Maria eut un léger rire. "Eh bien, si elle est aussi brillante que tu le dis, tu apprendras peut-être quelque chose. Tu as toujours aimé relever des défis."
Drew esquissa un sourire, mais ses paroles résonnaient en lui comme un poids. Il aimait les défis, mais parfois, ils lui semblaient insurmontables. La maladie de sa mère, ses responsabilités à la maison, son syndrome de l’imposteur persistant — tout cela s’enroulait autour de lui comme un ressort tendu, prêt à céder.
Plus tard dans la soirée, alors qu’il était assis à son bureau, corrigeant des copies sous la lumière tamisée d’une lampe, il ouvrit à nouveau son carnet. Ses doigts effleurèrent la tache de café sur la couverture avant de tourner jusqu’à une page blanche.
"Dr Eleanor Voss," écrivit-il en haut, avant de marquer une pause.
Des idées se déversèrent sur la page sans ordre particulier : sa façon de parler précise, son regard pénétrant, la manière dont ses lunettes en écailles lui donnaient un air à la fois intimidant et fascinant.
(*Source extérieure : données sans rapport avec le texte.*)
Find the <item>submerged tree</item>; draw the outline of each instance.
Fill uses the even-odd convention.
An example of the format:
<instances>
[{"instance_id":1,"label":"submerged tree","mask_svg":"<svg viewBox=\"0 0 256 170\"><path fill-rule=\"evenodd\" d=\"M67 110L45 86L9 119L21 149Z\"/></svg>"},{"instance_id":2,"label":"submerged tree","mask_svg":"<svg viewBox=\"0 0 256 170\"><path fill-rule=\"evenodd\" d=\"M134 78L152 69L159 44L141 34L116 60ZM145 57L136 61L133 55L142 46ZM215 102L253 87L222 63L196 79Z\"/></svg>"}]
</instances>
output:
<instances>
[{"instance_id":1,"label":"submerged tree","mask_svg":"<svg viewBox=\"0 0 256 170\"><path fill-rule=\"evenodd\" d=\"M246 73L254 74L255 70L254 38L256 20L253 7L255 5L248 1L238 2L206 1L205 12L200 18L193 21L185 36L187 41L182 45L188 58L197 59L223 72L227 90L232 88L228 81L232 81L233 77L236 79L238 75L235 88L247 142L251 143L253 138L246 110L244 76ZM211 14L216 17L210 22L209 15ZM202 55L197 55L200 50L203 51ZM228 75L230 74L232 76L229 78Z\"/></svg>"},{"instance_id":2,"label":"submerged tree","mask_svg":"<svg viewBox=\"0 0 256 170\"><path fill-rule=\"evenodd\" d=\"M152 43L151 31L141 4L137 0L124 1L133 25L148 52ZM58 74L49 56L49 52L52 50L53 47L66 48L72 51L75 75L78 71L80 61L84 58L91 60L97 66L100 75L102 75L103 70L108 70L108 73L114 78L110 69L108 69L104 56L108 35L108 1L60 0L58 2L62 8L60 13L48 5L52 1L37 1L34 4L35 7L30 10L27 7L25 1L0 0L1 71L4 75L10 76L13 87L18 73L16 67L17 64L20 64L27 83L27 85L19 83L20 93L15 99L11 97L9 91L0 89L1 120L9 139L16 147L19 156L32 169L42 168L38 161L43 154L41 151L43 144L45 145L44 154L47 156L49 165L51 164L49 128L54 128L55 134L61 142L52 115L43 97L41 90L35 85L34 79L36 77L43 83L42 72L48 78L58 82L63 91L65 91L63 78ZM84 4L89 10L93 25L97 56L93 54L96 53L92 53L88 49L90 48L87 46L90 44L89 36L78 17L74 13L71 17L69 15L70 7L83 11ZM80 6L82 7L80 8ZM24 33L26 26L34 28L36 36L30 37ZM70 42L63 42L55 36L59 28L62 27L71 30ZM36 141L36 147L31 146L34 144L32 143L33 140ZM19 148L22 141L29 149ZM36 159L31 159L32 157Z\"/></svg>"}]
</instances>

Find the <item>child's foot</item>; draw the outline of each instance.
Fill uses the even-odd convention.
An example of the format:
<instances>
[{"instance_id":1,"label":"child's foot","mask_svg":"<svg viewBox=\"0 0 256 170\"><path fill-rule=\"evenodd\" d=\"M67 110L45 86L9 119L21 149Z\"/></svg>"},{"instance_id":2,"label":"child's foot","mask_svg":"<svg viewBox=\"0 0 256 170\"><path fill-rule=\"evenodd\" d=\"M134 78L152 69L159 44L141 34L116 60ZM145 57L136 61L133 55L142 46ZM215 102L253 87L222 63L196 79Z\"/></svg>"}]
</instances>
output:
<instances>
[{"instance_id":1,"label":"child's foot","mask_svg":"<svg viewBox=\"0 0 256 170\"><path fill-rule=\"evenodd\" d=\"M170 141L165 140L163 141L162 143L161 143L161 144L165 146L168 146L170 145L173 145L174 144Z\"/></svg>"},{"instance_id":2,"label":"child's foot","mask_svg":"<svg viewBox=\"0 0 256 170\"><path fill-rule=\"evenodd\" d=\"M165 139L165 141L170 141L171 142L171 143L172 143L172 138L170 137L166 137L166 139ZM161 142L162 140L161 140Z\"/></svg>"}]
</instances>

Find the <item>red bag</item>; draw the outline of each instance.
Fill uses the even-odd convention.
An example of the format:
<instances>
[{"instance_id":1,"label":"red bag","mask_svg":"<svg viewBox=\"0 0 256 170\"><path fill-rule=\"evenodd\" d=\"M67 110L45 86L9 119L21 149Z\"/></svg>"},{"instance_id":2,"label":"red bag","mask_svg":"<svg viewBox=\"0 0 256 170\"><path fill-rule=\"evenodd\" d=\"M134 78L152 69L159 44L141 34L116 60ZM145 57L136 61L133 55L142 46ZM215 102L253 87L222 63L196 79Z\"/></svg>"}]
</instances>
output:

Il nota des extraits de son programme, des pistes pour aborder les lectures, des questions qu’il voulait lui poser.
Au milieu de ses pensées griffonnées, il se rendit compte qu’il souriait. Il y avait quelque chose chez elle qui lui donnait envie de faire mieux, d’être meilleur. Peut-être était-ce le défi qu’elle représentait, ou peut-être quelque chose qu’il n’arrivait pas encore à nommer.
Pour l’instant, il laissa son sourire flotter.